Don’t you love spending quality time with family and friends eating and drinking lots of things you don’t need? You gotta love those conversations around the dinner table and if you’re anything like me, you’re thankful that Christmas comes but once a year. I had a number of interesting conversations this holiday, but I’m only going to share one of them.
This conversation happened at the dinner table and was initiated by one of my “in-laws.” I won’t say which one to protect the guilty. Now that I think of it, it wasn’t much of a conversation – more like a diatribe. “Higher education is a complete waste of time and money. All they do is indoctrinate your kids and teach them a bunch of radical ideology. Nobody should go to college. Anything you need to know, you can teach yourself for free. You just have to love learning, that’s the key.” It was an interesting topic to broach when you’re sitting next to two college professors.
Except for that last part, you can guess that I disagreed with just about all of it. But it was unsettling on a number of levels. For one, this type of argument against higher education used to be the exclusive purview of liberal-minded folks, but I’m hearing it more and more frequently from conservative types such as those at the Daily Wire. Matt Walsh is especially venomous in his attacks of “liberal college professors.”
While there is some truth in the “irrelevance” argument against higher education, I believe that we have a lot to offer students, if we can remember what higher education is really about. But poor leadership, a decline in the classic liberal arts education, and a rash of institutions in the news lately for behaving badly have fueled the fire. Higher ed is not making a good value proposition anymore. Steeply rising costs mainly as a result of falling state and federal support over the last 35 years coupled with the explosion of the administrative university have hindered our ability to provide value. We’ve allowed others to define the goal of higher education solely as skill development. This is why for-profit, online, nimble educational corporations are beating us, at least for the moment.

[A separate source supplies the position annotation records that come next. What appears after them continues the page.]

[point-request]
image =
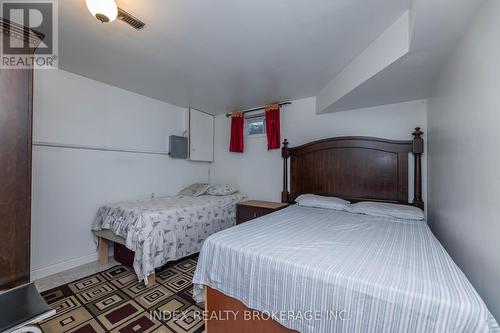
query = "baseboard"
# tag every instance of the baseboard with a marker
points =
(62, 266)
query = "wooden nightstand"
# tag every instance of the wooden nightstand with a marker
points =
(249, 210)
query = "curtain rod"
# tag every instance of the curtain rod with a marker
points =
(258, 109)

So what is education really about? I believe that colleges should re-focus on teaching the classic liberal arts education which, by definition, develops a student’s intellectual and moral character, rather than simply teaching them a set of skills. This type of education is designed to provide students with a broad understanding of the world and its history, as well as to teach them how to think critically and communicate effectively. It includes subjects such as literature, philosophy, history, and the fine arts.
And this is important: we need to educate students in these things in addition to teaching them skills that are useful to employers. After all, skills help us succeed in the workplace, but virtue helps us succeed in life.
What makes me sad is that our colleges seem to have lost this vision. Colleges of liberal arts are under attack and being cut at every turn. While part of this result is self-inflicted, it seems that not many college professors are interested in mentoring our students to pursue truth and virtue.
Higher education needs to rediscover what made it great in the first place.